On my somber Monday bus ride home, there was a stocky, older man who drank way too much soju for the couples’ holidays. He’s window 16. My pudgy Burton backpack and I are in aisle seat 15. The guitar was above our heads, resting in its black robe.
His face is hidden, its slightly tan silhouette pressed against the frosted glass. It will remain that way for hours and Korean mumbles will tumble out like empty Hite cans rolling down Itaewon. Hangul was fizzing everywhere during the trip.
His mouth has etched a frown that spanned for miles and greeted other drivers on their travels. It will wave at them as they head to friends and family along the damp expressway. He was, Charter brushing a classic shame onto the glassed road.
His wrinkled brow and tired chestnut eyes continuously wiped themselves on the gray curtains, occasionally leaving hints of cheer and sunshine on them. Not staining them, but creating a small dark blemish. The same light mark being left on the city.
His breath routinely demonstrated that he was drinking to forget. He must of had a dirty feeling and just wants to ride it away; I can relate. Evaporated joy escaped his flaring nostrils leaving only a weary fatigue. Those swinging legs barely touched the floor.

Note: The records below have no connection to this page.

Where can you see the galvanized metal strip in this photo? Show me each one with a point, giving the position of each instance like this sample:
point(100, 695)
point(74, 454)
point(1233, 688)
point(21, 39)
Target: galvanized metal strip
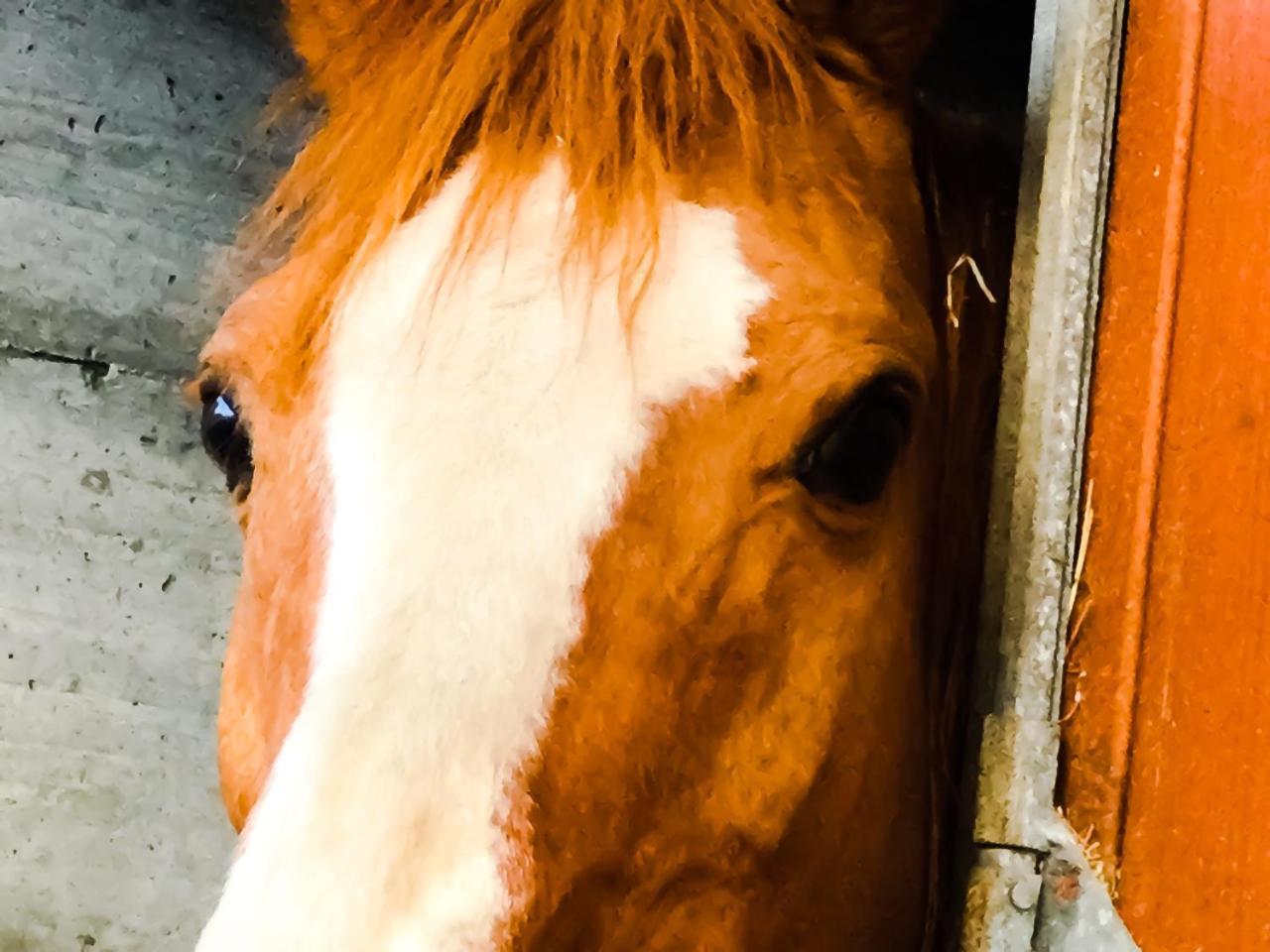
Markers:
point(1035, 504)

I’m guessing 2017 sparred with him like it did with me. Maybe the year tried to leave us both bleeding and on the floor by a bibimpap spot. Blacked us out for the count and sought to end it quickly until someone called 119. Rushing us back to life.
It might have landed some hard kicks. Leaving us woozy and with a lack of recollection. Four months just felt like a flurry of emotional strikes that swarmed our tired arms. I still remember the kidney punch she threw in January. Then hooks during the spring.
We are more similar than we first appear. I can merge with him. Sympathize with his lungs as they gasp for clean air. That’s a feeling I’ve had since the 3rd Round. I’ve stepped to our corner of the ring and almost gave up. Where’s my fucking towel?
My hands were swollen, legs shaky and tears…I mean sweat glossed my bloodied pink lips. We trained for some of this, but those jabs where quicker than I imagined. Each kick a curious surprise that both fascinated and left me with a calming warmth.
I can see the Jeonju 시 lights now. Its stadium shines like a bedazzled cereal bowl in a dark lake. In a few minutes he will come to life and stagger home. I’ll briskly scoot to the next bus and sit alone. Pretend I’m stronger than my empty hugs and fake text messages.
It would be a lie, if I said that I didn’t admire your blood alcohol level. Passing judgement is not my intent here and you should’ve poured me a round. We could have smirked at each other without words but had an entire conversation. I would have paid for us sir.
The bus has pulled into the Express Terminal and a fresh breeze has greeted us. It’s a sobering glass of chilled air. Get home safely my brother, because tomorrow will be here soon and the sun will always shove us to the center of the ring until we forfeit.